Published online Nov 7, 2012. doi: 10.3748/wjg.v18.i41.5994
Revised: July 23, 2012
Accepted: July 28, 2012
Published online: November 7, 2012
Ingested fish bone induced intestinal perforations are seldom diagnosed preoperatively due to incomplete patient history taking and difficulties in image evidence identification. Most literature suggests early surgical intervention to prevent sepsis and complications resulting from fish bone migrations. We report the case of a 44-year-old man suffered from acute abdomen induced by a fish bone micro-perforation.
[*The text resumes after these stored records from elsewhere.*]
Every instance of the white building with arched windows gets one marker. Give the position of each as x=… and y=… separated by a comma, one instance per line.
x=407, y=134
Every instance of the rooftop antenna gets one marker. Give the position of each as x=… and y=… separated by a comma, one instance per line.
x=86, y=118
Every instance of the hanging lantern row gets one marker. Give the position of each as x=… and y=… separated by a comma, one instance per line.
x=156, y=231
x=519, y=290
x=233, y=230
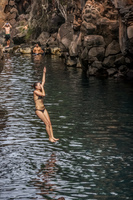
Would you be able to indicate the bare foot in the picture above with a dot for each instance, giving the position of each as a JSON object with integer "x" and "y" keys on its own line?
{"x": 56, "y": 139}
{"x": 51, "y": 140}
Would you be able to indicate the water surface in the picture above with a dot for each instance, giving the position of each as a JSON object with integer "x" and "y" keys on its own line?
{"x": 93, "y": 120}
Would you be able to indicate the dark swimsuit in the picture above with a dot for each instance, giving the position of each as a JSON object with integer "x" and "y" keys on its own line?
{"x": 40, "y": 106}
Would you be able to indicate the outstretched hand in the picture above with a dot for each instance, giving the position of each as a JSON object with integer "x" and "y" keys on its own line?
{"x": 44, "y": 70}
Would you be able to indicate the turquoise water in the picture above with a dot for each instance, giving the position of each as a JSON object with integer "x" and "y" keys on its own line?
{"x": 92, "y": 118}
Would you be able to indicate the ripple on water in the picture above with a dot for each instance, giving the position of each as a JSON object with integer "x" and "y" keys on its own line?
{"x": 93, "y": 120}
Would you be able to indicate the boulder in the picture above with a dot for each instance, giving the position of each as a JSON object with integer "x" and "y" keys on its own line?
{"x": 73, "y": 50}
{"x": 112, "y": 71}
{"x": 43, "y": 38}
{"x": 113, "y": 48}
{"x": 130, "y": 32}
{"x": 25, "y": 50}
{"x": 71, "y": 62}
{"x": 55, "y": 51}
{"x": 93, "y": 41}
{"x": 97, "y": 52}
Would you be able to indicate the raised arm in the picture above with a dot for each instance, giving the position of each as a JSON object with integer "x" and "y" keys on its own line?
{"x": 10, "y": 25}
{"x": 43, "y": 77}
{"x": 4, "y": 25}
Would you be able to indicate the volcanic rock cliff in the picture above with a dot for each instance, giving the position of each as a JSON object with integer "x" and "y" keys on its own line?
{"x": 96, "y": 35}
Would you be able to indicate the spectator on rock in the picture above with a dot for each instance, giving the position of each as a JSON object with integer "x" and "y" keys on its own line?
{"x": 7, "y": 26}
The diagnosis was supported by computed tomography (CT) imaging of fish bone lodged in distal ileum and a history of fish ingestion recalled by the patient. Medical treatment was elected to manage the patient’s condition instead of surgical intervention. The treatment resulted in a complete resolution of abdominal pain on hospital day number 4 without complication. Factors affecting clinical treatment decisions include the nature of micro-perforation, the patient’s good overall health condition, and the early diagnosis before sepsis signs develop. Micro-perforation means the puncture of intestine wall without CT evidence of free air, purulent peritoneum or abscess. We subsequently reviewed the literature to support our decision to pursue medical instead of surgical intervention.